Baseline	Config	CW(all)	CW(tail)	AA(all)	AA(tail)
AT-BSL	original	37.13	27.58	34.57	24.84
AT-BSL	+RobustLT	40.10	33.50	37.49	30.70

The +5-6% gain in AA (the gold standard for robustness) proves the improvement is not due to PGD overfitting.

Ablation Study¶

Rather than a traditional module removal table, the paper uses sensitivity analysis for \((\alpha, \beta)\) and visualization:

Setting	Target	Observation
\(\alpha=0\)	Disable CPB	Reverts to uniform perturbation; overconfidence is not corrected.
\(\alpha\uparrow\)	Enhance CPB	Intensity shifts to tail classes; tail robustness rises with a natural accuracy trade-off.
With AIW	Stable Evolution	t-SNE shows better alignment of adversarial distributions between epochs.
With CPB	Rebalanced Gen.	Tail adversarial samples are more dispersed and diverse (Figure 4).

Key Findings¶

Gains are concentrated in tail classes: While global metrics improve slightly, tail robustness can jump by 7 points.
\(\alpha\) is the balance-robustness knob: Larger \(\alpha\) favors the tail but requires natural accuracy concessions.
Visual proof of mechanisms: CPB disperses tail adversarial samples (fixing biased generation), and AIW aligns adjacent epoch distributions (fixing evolution).

Highlights & Insights¶

Perturbation intensity as a balancing lever: While \(\epsilon\) was previously a fixed hyperparameter, this work proves it can simultaneously regulate robustness and class bias.
Theory-driven formula: The \(\sqrt{\log K}\) rule is derived from the feasible interval in Theorem 4.4, providing high interpretability.
Zero additional training cost: RobustLT only modifies the inner perturbation radius without adding learnable parameters or loss terms. It is easily transferable to other scenarios with sample difficulty imbalance.
Addressing the generation side: Unlike BSL-based methods that compensate at the logit level, RobustLT targets the root cause—the generation of biased adversarial samples—making it orthagonal to existing long-tailed AT works.

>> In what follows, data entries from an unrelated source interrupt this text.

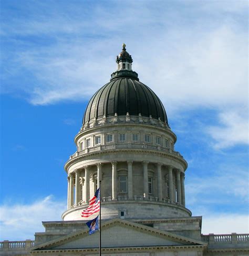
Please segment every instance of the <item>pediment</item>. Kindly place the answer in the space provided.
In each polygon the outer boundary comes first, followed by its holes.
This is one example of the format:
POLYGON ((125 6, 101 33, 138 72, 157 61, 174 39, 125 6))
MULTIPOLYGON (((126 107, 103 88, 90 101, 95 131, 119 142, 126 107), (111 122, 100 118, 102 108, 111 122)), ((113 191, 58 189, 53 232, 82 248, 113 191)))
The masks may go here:
MULTIPOLYGON (((204 244, 205 243, 200 241, 119 219, 111 220, 101 224, 103 248, 204 244)), ((86 227, 80 231, 35 247, 32 251, 84 249, 98 247, 99 231, 90 235, 86 227)))

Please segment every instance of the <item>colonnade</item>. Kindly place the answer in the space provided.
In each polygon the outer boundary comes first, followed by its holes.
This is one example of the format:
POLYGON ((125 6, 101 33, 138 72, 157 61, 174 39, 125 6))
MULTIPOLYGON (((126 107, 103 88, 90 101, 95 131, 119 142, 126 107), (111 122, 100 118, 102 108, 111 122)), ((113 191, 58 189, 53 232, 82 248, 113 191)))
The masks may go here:
MULTIPOLYGON (((133 161, 128 161, 128 199, 133 199, 133 161)), ((148 184, 148 161, 142 162, 143 165, 143 198, 145 200, 149 198, 149 184, 148 184)), ((111 162, 112 166, 111 188, 112 200, 117 200, 117 162, 111 162)), ((97 165, 97 179, 98 184, 102 180, 102 164, 99 163, 97 165)), ((158 198, 159 201, 163 201, 163 186, 162 184, 162 163, 157 163, 157 183, 158 188, 158 198)), ((90 199, 90 171, 89 166, 84 167, 85 169, 85 177, 84 177, 84 189, 85 196, 85 201, 88 202, 90 199)), ((174 168, 171 166, 168 166, 168 193, 167 194, 171 203, 178 203, 185 207, 185 189, 184 189, 184 173, 180 170, 174 168), (174 183, 173 177, 175 177, 175 182, 174 183)), ((68 209, 72 207, 74 205, 78 205, 80 200, 80 186, 82 183, 80 179, 80 173, 82 169, 76 169, 73 172, 69 173, 68 177, 68 209), (75 198, 74 199, 74 197, 75 198)), ((165 187, 165 186, 164 186, 165 187)))

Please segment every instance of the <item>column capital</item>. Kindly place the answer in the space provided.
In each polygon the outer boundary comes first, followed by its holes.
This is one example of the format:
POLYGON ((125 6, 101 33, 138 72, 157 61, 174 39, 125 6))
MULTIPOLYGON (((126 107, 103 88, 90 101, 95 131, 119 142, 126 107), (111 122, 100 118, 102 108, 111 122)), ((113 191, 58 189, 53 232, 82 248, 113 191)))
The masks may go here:
POLYGON ((111 162, 111 163, 112 165, 112 166, 116 166, 117 165, 117 161, 112 161, 111 162))

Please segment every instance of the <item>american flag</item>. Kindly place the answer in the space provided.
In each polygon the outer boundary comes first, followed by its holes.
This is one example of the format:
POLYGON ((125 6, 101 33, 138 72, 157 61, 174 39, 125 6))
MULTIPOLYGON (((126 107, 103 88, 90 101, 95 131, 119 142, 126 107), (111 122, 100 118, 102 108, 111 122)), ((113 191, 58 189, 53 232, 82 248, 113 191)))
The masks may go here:
POLYGON ((96 190, 94 197, 90 200, 88 208, 84 210, 81 213, 81 217, 87 218, 99 211, 100 202, 99 188, 96 190))

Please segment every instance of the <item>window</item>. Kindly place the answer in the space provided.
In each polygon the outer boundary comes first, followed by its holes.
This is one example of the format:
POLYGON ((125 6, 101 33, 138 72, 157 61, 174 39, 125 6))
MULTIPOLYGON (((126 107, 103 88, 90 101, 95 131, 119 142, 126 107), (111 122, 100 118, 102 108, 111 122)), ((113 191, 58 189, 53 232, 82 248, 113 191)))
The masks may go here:
POLYGON ((164 146, 165 148, 169 147, 169 140, 167 139, 164 139, 164 146))
POLYGON ((119 134, 119 141, 124 141, 126 140, 126 135, 124 134, 119 134))
POLYGON ((106 141, 108 142, 112 142, 112 134, 108 134, 106 136, 106 141))
POLYGON ((132 140, 133 141, 138 141, 138 134, 132 134, 132 140))
POLYGON ((101 139, 100 136, 96 136, 95 137, 95 144, 97 145, 98 144, 100 144, 101 139))
POLYGON ((88 148, 91 146, 91 139, 87 139, 86 140, 86 147, 88 148))
POLYGON ((127 192, 127 177, 119 176, 119 192, 126 193, 127 192))
POLYGON ((155 144, 161 145, 161 137, 159 136, 155 136, 155 144))
POLYGON ((146 142, 150 142, 150 135, 145 134, 144 135, 144 140, 146 142))
POLYGON ((79 151, 81 151, 83 149, 83 141, 81 141, 79 142, 79 151))
POLYGON ((148 178, 148 186, 149 193, 152 194, 152 178, 151 177, 149 177, 148 178))

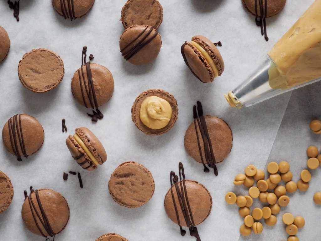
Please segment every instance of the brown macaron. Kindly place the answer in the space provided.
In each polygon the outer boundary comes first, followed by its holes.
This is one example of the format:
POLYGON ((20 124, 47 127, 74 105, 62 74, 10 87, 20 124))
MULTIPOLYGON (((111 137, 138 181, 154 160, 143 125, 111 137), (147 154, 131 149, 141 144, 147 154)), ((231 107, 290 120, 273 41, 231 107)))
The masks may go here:
POLYGON ((146 24, 158 28, 163 21, 163 7, 157 0, 128 0, 120 20, 125 28, 146 24))
POLYGON ((96 241, 128 241, 124 237, 117 234, 104 234, 96 239, 96 241))
POLYGON ((215 44, 204 36, 197 35, 181 48, 185 64, 193 74, 204 83, 213 81, 224 71, 224 61, 215 44))
POLYGON ((97 137, 86 127, 76 128, 73 136, 70 135, 66 144, 73 158, 84 169, 92 171, 107 160, 104 146, 97 137))
POLYGON ((8 55, 10 49, 10 39, 8 33, 0 26, 0 62, 3 60, 8 55))
POLYGON ((56 11, 65 19, 71 20, 84 16, 92 7, 95 0, 52 0, 56 11))
POLYGON ((8 177, 0 171, 0 213, 6 210, 13 197, 13 188, 8 177))
MULTIPOLYGON (((194 120, 185 133, 184 146, 190 156, 214 168, 215 172, 215 164, 222 162, 231 151, 233 140, 232 130, 221 119, 203 115, 202 104, 199 101, 197 104, 197 107, 194 106, 193 109, 194 120)), ((204 167, 204 171, 208 172, 205 165, 204 167)), ((217 169, 216 171, 216 175, 217 169)))
POLYGON ((65 74, 59 56, 45 49, 32 49, 19 62, 18 75, 23 86, 31 91, 42 93, 54 89, 65 74))
POLYGON ((45 134, 36 118, 25 114, 10 118, 2 129, 2 140, 6 149, 21 161, 36 152, 43 143, 45 134))
POLYGON ((161 135, 167 132, 174 126, 177 120, 178 110, 177 102, 171 94, 164 90, 150 89, 145 91, 136 98, 132 107, 132 119, 137 128, 145 134, 153 135, 161 135), (172 108, 172 116, 168 124, 160 129, 153 129, 144 124, 140 116, 141 107, 143 102, 147 97, 157 96, 166 100, 172 108))
POLYGON ((120 36, 119 48, 124 58, 137 65, 147 64, 158 55, 161 47, 160 35, 148 25, 133 25, 120 36))
POLYGON ((155 183, 148 169, 137 162, 127 162, 114 171, 108 189, 114 200, 121 206, 138 208, 152 198, 155 183))
POLYGON ((31 193, 22 205, 21 216, 30 232, 44 237, 52 237, 62 231, 68 222, 69 206, 61 194, 48 189, 31 193))

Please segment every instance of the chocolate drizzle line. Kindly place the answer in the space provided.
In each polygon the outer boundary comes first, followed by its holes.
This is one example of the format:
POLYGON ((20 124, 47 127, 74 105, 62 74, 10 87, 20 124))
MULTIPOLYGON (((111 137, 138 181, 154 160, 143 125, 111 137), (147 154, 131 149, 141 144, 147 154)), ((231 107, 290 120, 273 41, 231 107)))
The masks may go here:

Limitations & Future Work¶

Lack of quantitative per-module ablation: Contributions of CPB vs. AIW are mainly explained via t-SNE and sensitivity curves rather than a distinct accuracy breakdown table.
Hyperparameter dependence: Optimal \((\alpha, \beta)\) vary across datasets (e.g., TinyImageNet vs. CIFAR10), requiring manual tuning.
Toy model assumptions: Theorems rely on linear classifiers and Gaussian features; their strict applicability to deep networks relies on empirical support.
Experimental scale: Backbones are limited to WRN-28-10/ResNet-18; ImageNet-level long-tail datasets were not tested.

vs. AT-BSL / RoBal (BSL-based): These use logit reweighting to mitigate overconfidence at the loss side. RobustLT modifies the perturbation budget at the generation side. Stacking them yields significant additional gains.
vs. TAET (Two-stage LT AT): TAET uses a two-stage process for stability and balancing. RobustLT achieves stability in a single-stage flow via continuous AIW weighting, which is more lightweight.
vs. CFA / DAFA (Class Fairness): These focus on inherent class difficulty in balanced data. RobustLT targets frequency imbalance and outperforms them on long-tailed benchmarks.

Rating¶

Novelty: ⭐⭐⭐⭐⭐ (Theorizing perturbation as a dual treatment for robustness and imbalance is a fresh perspective).
Experimental Thoroughness: ⭐⭐⭐⭐ (Extensive baselines and strong attacks, though lacks large-scale ImageNet tests).
Writing Quality: ⭐⭐⭐⭐ (Strong link between theory and method, though deep-net assumptions are purely empirical).
Value: ⭐⭐⭐⭐⭐ (Plug-and-play, zero cost, and highly effective for real-world long-tailed problems).